Changes in outcomes associated with the federal parity law were larger in magnitude among younger children with ASD than older children. This finding makes sense for a few reasons. First, as children move into school settings, schools tend to provide more services that might have been paid by commercial insurance prior to the school years. Second, as children age they have less time for intensive treatment due to the increasing demands of school and other activities. And finally, many providers only work with younger children with ASD so even among children with private insurance coverage, it becomes increasingly difficult to find providers as children age.

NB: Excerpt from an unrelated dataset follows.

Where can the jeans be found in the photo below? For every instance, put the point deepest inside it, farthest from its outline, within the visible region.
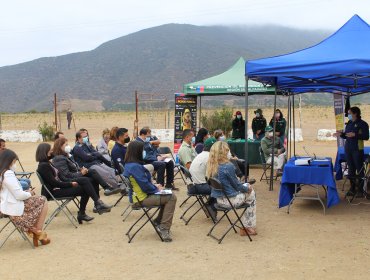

Our findings regarding the federal parity law differ substantially from prior work indicating no effects of state parity laws on access to services or financial protection for children with ASD.19 The results also differ from some previous work showing limited effects of state autism mandates on out-of-pocket costs and financial burden among families of children with ASD. However, both Bilaver and Jordan (2013) and Pinka Chatterji et al. (2015) used data from the National Survey of Children with Special Health Care Needs and relied on families’ self-report of out-of-pocket expenditures, which may be subject to recall bias.19,33 In addition, these data did not allow researchers to determine whether a child was enrolled in an insurance plan subject to the mandate; typically only about half of privately insured individuals would have been affected,20 due to the fact that the Employee Retirement Income Security Act (ERISA) exempts “self-insured” firms—those that contract with health plans only to administer employee health benefits and not to pool risk—from state insurance regulations.
CONCLUSIONS
This study provides evidence that the federal parity law was associated with greater use of services paid for through insurance for children with ASD without driving up the out-of-pocket spending paid by families through their insurance policies. However, the higher rates of use after MHPAEA implementation are still well below what one might expect in the context of increasing levels of impairment and service needs over the last few years with the most recent Centers for Disease Control and Prevention’s estimate of the community prevalence of ASD now at 15 per 1000 children. Monitoring and enforcement of the federal parity law has been a persistent concern.34 Our findings suggest that more stringent parity enforcement, additional policy approaches, or both, may be needed to ensure that children with ASD are connected to evidence-based services and supports.